Although MYC‐regulated genes tend to oversee mitochondrial and ribosomal structure and function, cell cycle, redox regulation, senescence/aging and DNA damage recognition/repair, those with MYC/MAX binding sites in TES‐proximal regions were somewhat more enriched for functions pertaining to differentiation, proliferation and cytokine/immune responses (Figure 3J,K).[ 1b,d ] lncRNA genes were also more likely to show TES‐associated MYC/MAX binding (Figure 4A). The precise reasons for these differences remain to be determined but nonetheless indicate that, like the temporal and spatial binding hierarchies of these sites, the functional preferences are also broadly conserved across cell types and species.

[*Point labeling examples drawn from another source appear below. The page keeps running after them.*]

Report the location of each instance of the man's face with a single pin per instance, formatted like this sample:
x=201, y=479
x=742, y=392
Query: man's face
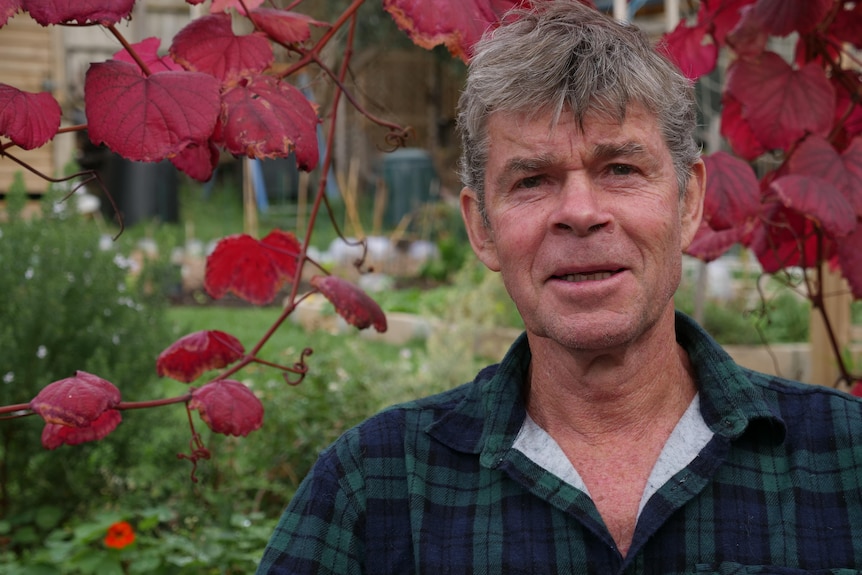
x=587, y=229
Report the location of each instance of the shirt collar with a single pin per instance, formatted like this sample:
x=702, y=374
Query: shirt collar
x=487, y=419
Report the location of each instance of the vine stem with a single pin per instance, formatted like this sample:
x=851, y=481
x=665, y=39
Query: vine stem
x=818, y=303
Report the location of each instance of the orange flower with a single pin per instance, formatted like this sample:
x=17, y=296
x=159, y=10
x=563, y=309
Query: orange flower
x=119, y=535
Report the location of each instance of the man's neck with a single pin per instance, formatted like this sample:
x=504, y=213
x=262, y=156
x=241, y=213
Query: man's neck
x=600, y=396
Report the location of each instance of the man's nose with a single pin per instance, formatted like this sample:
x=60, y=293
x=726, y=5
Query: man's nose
x=581, y=207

The persistence of MYC at both TSS‐ and TES‐proximal sites in MYCi975‐treated 22Rv1 cells belied the more extensive changes in its total levels as previously determined by immuno‐blotting (Figure 1E).[ 8b ] Numerous studies have shown MYC protein half‐life to be 15–30 min and that its levels decline by >90% within 12–24 h of adding various MYC inhibitors.[ 8 , 10 , 31 ] Reconciling these seemingly contradictory findings thus leads to the conclusion that, at any given time, a modest fraction of MYC is highly stabilized by virtue of being chromatin‐associated. This is consistent with the fact that newly synthesized MYC and MAX do not immediately associate since they are synthesized in and initially localize to different nuclear compartments.[ 32 ] The stability of MYC/MAX at its DNA‐bound sites may also partially reflect the fact that MYC inhibitors are much more effective at preventing MYC/MAX heterodimerization than in reversing it.[ 33 ] Furthermore, nuclear‐localized DNA‐bound MYC may be relatively under‐phosphorylated at Thr58/Ser62 (a major determinant of MYC's instability) and further shielded from proteasome‐mediated decay.[ 10 , 34 ] The marked and rapid changes in gene expression following MYCi975 treatment, despite the persistence of MYC/MAX binding, may thus reflect the tendency of many MYC targets to be exquisitely sensitive to even small changes in MYC levels (Figures 1E and 3A–F).[ 1d ] Cells may therefore contain 2 spatially segregated populations of MYC, the first of which is abundant, inherently unstable, and susceptible to MYC inhibitors prior to its association with MAX. In contrast, the second and less abundant population is stable due to its sequestration by chromatin (possibly in an under‐phosphorylated state), its protection from proteasomal degradation, and the resistance of MYC/MAX heterodimers to MYC inhibitors. Precisely how much DNA‐bound MYC's half‐life is extended, why gene expression is so sensitive to small changes in its levels, and whether it serves non‐canonical functions as a result of this persistence are questions that will be important to explore in future work.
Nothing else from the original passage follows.